The program is explicitly “Clinical Trial Not Allowed” and supports seeding capability, not clinical care service expansion. Overreaching into ineligible uses can trigger preventable review issues.

FAQ

Is this a limited competition?

The listing is currently published as part of NIH forecasted opportunity pages, not as a limited competition announcement. It appears to be a competitive grant mechanism with fixed overall funding and forecasted award slots. The specific review/triage design will be finalized in NOFO materials and workflow.

Can nonprofit organizations without 501(c)(3) status apply?

Yes, the official listing includes nonprofit education and nonprofit categories broadly, including 501(c)(3) and non-501(c)(3) nonprofits.

Can we apply if we are a small institution with limited instrumentation footprint?

This can be an ideal use case for SIS if you can show concrete scientific projects that require one missing capability and produce shared, multi-user impact.

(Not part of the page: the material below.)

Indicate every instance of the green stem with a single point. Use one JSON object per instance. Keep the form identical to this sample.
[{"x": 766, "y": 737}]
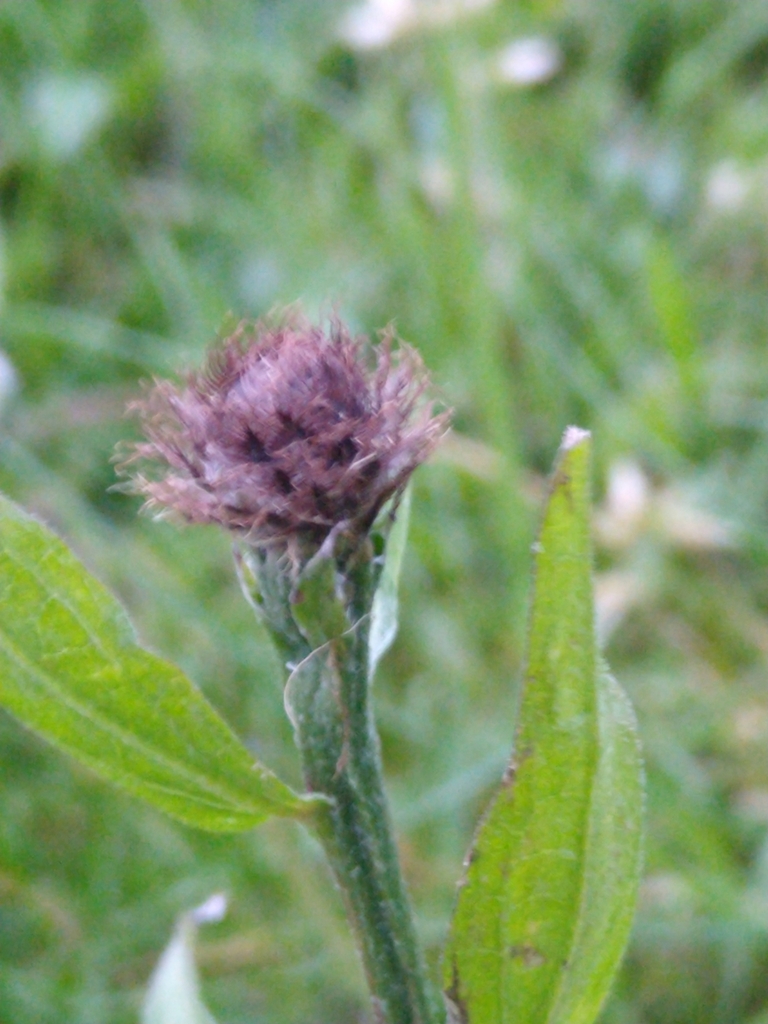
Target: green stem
[{"x": 341, "y": 759}]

Can we request a used instrument?

The guidance emphasizes commercially available instruments and state-of-the-art value. Best practice is to propose commercially supported, current-generation options with maintenance and training viability.

Can cost sharing be used?

The listing indicates no required match at the program level, but institutions may still provide cost-sharing internally for infrastructure support. If requesting cost-share is expected by your procurement model, define it explicitly in support documentation.

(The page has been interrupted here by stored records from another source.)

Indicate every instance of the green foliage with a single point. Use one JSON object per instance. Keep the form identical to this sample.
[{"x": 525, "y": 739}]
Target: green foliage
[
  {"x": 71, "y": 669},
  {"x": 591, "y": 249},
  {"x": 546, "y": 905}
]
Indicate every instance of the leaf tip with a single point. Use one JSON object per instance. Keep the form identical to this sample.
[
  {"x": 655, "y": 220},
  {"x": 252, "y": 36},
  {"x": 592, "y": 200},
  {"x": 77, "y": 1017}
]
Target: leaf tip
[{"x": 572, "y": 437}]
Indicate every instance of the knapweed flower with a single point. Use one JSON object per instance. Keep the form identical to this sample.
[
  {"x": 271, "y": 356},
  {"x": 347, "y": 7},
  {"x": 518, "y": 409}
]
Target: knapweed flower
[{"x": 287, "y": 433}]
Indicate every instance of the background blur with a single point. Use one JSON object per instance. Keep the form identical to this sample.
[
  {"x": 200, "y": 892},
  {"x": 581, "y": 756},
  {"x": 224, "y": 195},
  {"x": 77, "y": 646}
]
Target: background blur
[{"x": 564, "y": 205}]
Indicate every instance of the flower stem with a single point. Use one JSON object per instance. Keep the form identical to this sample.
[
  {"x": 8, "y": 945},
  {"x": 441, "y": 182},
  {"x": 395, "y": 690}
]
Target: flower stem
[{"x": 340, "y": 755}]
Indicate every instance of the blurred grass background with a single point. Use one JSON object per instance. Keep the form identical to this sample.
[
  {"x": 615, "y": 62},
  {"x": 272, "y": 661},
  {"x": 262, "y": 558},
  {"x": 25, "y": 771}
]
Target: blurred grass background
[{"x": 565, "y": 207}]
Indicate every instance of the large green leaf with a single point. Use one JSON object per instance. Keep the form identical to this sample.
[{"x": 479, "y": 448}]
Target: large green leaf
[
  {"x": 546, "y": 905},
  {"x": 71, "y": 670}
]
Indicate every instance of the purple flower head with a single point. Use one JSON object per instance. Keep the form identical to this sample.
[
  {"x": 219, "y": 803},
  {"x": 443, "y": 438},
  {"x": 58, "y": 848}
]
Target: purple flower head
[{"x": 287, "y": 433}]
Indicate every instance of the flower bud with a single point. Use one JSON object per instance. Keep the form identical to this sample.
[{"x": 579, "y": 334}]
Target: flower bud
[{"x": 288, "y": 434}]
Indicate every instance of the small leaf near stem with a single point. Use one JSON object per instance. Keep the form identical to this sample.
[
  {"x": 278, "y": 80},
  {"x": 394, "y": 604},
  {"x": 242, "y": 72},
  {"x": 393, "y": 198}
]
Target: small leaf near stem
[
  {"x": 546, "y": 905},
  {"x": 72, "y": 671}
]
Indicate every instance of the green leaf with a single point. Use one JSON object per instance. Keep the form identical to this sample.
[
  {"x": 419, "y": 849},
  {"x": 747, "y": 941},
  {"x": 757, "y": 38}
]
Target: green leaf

Practical checklist before submission

Use this sequence to reduce avoidable errors:

1. Verify the institution has no equivalent instrument class that weakens “new capacity” claims.
2. Confirm at least two NIH-funded users and readiness to share.
3. Draft one-page summary of scientific use cases tied to NIH-funded projects.
4. Obtain signed institutional support for facilities, maintenance, and utilization policy.
5. Align instrument technical specs to anticipated outputs and user volume.
6. Confirm procurement route and domestic preference justification if applicable.
7. Build a usage and training rollout plan for year one.
8. Map risks: delayed procurement, installation schedule, maintenance support gaps.
9. Track notice updates because forecasted postings can change before final submission.

Official links

• Opportunity listing: https://simpler.grants.gov/opportunity/fd0c942d-4760-41c1-b7c2-57c63b3c0a62
• Grants.gov reference record: https://www.grants.gov/search-results-detail/360882
• NIH S10 program FAQ and guidance: https://www.orip.nih.gov/division-construction-instruments/s10-instrumentation-programs/pre-application/frequently-asked-questions

The most important readiness point is this: SIS is strongest when your proposal is written as an institutional growth program for shared research tools, not just as a “buy this machine” request. Keep your narrative grounded in concrete users, shared access, and institutional capacity to run the instrument sustainably after award.